GORD (gastro-oesophageal reflux disease) is a digestive disorder marked by chronic acid reflux, in which stomach acid flows back into the oesophagus.

GORD is a common condition; roughly 10-15% of the European population suffers from reflux on a weekly or more regular basis. GORD may affect people of all ages, including children.

It’s common to have reflux symptoms now and then, especially after a large meal. If you have acid reflux at least twice a week or mild to extreme symptoms once a week, you have GORD. Consult a gastroenterologist to decide if these are GORD signs (GI). Diagnostic tests should be performed by a gastroenterologist. The most reliable way to assess whether you have GORD is to undergo reflux tests.

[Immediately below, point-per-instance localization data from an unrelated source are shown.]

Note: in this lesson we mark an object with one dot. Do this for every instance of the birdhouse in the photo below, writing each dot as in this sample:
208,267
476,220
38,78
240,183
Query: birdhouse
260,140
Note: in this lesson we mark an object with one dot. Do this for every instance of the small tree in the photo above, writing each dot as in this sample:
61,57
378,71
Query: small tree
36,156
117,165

Chronic GORD will raise the risk of serious health problems, such as Barrett’s oesophagus and oesophageal cancer, if diagnosis and treatment are delayed.

Author: Dr. Sarmed Sami MBChB, MRCP, PGCME, PhD

Consultant Gastroenterologist, Founder and Director of Digestive Health UK.

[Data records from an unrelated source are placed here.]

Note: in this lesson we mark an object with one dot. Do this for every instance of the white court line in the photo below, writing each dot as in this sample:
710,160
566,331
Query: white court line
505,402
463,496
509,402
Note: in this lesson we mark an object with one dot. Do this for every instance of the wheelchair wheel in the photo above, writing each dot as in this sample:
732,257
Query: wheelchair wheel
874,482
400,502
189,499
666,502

What are the complaications of GORD?

GORD complications may include the following:

  • Oesophageal ulcers are painful sores that develop in the lining of the lower oesophagus. Ulcers will bleed, causing pain and making swallowing difficult.
  • Narrowing of the oesophagus can make swallowing difficult. Food feels as though it’s trapped in my chest.

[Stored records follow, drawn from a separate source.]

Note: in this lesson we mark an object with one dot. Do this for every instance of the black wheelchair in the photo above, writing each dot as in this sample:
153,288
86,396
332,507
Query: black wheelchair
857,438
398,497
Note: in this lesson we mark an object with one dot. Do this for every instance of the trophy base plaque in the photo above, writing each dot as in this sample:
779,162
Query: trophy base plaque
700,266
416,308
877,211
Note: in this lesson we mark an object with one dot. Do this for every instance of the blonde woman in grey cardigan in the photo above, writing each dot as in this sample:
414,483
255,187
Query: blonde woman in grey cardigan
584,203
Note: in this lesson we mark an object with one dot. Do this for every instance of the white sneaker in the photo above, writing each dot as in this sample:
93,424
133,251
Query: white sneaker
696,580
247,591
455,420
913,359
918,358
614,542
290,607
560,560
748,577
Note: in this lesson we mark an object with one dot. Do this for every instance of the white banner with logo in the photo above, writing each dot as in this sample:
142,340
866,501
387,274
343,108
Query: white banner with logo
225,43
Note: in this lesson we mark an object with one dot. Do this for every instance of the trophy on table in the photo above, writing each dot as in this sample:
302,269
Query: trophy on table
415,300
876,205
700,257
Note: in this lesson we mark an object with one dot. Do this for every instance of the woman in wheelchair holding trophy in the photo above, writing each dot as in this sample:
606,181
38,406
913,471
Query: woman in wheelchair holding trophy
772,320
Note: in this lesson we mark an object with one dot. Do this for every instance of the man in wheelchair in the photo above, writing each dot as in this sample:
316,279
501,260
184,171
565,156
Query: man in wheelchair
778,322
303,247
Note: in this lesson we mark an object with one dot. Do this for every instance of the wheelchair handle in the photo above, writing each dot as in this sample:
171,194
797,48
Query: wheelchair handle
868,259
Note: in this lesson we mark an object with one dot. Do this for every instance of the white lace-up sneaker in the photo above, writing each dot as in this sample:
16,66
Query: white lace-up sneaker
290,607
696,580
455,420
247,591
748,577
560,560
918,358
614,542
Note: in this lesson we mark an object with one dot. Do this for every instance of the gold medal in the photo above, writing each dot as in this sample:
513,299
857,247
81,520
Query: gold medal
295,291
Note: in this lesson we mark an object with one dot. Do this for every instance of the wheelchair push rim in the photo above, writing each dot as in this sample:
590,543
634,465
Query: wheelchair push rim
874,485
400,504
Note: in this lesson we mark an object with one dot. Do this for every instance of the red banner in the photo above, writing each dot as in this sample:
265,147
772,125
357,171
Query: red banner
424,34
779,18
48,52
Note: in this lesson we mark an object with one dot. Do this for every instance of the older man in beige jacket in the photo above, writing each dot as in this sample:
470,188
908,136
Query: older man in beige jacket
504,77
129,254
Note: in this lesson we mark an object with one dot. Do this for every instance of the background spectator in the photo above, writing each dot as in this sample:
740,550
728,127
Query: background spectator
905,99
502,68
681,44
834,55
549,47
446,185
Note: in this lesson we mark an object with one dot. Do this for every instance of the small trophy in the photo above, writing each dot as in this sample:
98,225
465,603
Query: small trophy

Barrett’s oesophagus is a digestive disease that raises the risk of adenocarcinoma, a form of oesophageal cancer. Barrett’s oesophagus affects 10 to 15% of people with GORD.

Treatment of GORD

Treatment for GORD is determined by the severity of the symptoms: mild, moderate, or extreme. Our physicians will collaborate with you to create a unique care plan and monitor your progress.

Changing Your Way of Life

Lifestyle modifications are the first step in treating mild-to-moderate GORD symptoms. Changes can be suggested by your consultant based on personal factors that could be contributing to your symptoms. GORD symptoms can be reduced by making the following lifestyle changes:

  • If you’re overweight or obese, losing weight can be difficult.
  • Sitting up straighter and changing your posture
  • Avoiding clothing that is too tight

Over the counter medicines

Depending on whether or not your oesophagus has been impaired by acid reflux, your doctor can prescribe over-the-counter or prescription medications to treat mild to serious GORD symptoms. The following are examples of over-the-counter medications:

  • Antacids: Antacids are a form of medication that helps to neutralise your stomach’s acid content. Aluminium hydroxide, magnesium carbonate, and magnesium trisilicate are among them.
  • Alginates are a class of drugs that help protect the lining of the gullet (oesophagus) from stomach acid. Sodium alginate and alginic acid are examples of alginates. They’re used in a variety of antacid brands.


Just a small percentage of people with GORD need surgery. This involves individuals who have serious symptoms, or whose symptoms are not sufficiently relieved by medications, or who refuse to take long-term medications. The following is the normal surgical procedure for GORD:

  • The lower oesophagus may be ‘tightened’ with laparoscopic surgery (also known as fundoplication) to prevent acid from leaking up from the stomach. The procedure is normally performed via a ‘keyhole’ incision.

Other surgical procedures for reducing or suppressing gastro-oesophageal reflux disorder are being researched right now. Your choices will be discussed with you by your gastroenterologist at OneWelbeck.